UX は iPhone によって発見された説

UIデザインに20年近く携わってきた私としては、昨今、「UX と UI は違う」と多くの人が言うのを聞くたび、違和感を覚える。なぜなら、彼らが UX と呼んでいるものはまさに、我々がずっと「ユーザーインターフェースデザイン」と呼んできたものだからだ。それは決して画面の表層的なグラフィックを指すものではなかった。システムが提示する概念モデルや、サービスが提案する体験価値を、合理的なインタラクションの蓄積として現すこと。ユーザーが知覚するシステムの全体像を定める試み。それがUIデザインだったし、そういうスコープで HCI や UCD はテーマづけされてきたと思う。

そもそもユーザーインターフェースという概念はかなり抽象度が高いと思っている。まず、ユーザー(利用者)という言葉は、人間というものに対する人工物の存在を前提としていて、人が道具を作り道具が人を作るという、社会や文化の根本的な発展スパイラルを暗示している。人工物の機構がソフィスティケートされると、そのロジックは我々の運動や認知のプロトコルから乖離する。そこで、人と道具を仲介するための新しい抽象レイヤーとして、人と人工システムとの関係性をひとつの意味空間にまとめるものとして、ユーザーインターフェースの概念が生まれた。だからUIデザインというのは結局、サービスのモデリングであるし、体験のデザインなのだ。

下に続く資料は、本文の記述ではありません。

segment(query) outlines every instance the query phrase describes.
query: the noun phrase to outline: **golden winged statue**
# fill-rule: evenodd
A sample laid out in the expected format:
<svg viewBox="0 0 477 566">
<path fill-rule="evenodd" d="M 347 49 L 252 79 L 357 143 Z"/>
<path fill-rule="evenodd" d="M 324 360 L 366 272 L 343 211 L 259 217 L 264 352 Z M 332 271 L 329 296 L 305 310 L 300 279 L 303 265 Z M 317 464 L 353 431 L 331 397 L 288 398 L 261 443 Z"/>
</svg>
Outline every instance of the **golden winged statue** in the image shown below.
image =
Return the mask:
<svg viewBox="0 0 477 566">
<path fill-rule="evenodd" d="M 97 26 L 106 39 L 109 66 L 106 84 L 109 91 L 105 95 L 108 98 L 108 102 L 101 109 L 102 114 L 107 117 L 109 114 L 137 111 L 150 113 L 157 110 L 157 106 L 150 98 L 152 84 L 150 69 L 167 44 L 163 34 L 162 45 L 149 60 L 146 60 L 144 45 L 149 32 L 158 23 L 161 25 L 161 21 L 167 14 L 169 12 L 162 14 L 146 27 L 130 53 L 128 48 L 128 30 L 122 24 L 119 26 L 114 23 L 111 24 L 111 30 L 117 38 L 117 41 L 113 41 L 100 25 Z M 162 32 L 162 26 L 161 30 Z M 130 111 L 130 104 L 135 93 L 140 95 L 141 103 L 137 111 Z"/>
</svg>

90年代までに、特にソフトウェアのUIデザインというジャンルを強く意識していたのは、ほぼ確実に Mac ユーザーだったと思う。なぜなら、GUI が持つ道具としての魅力は Mac によって知らしめられたのだし、その設計思想や方法論を早くからまとめあげていたのが Apple だったからだ。”The Art of Human-Computer Interface Design”(『ヒューマンインターフェースの発想と展開―人間のためのコンピューター』)は1990年の出版だが、当初 Apple 社の Human Interface Group が教育用に企画したものであったこの本には、Alan Kay、Donald Norman、Ben Shneiderman、Bruce Tognazzini、Ted Nelson、Nicholas Negroponte、Timothy Leary といった面々のハードコアなユーザーインターフェース論が掲載されており、80年代後半から90年代前半までの熱狂的な(しかし世間一般ではまだジャンル化されていなかった)「UI熱」を感じ取ることができる。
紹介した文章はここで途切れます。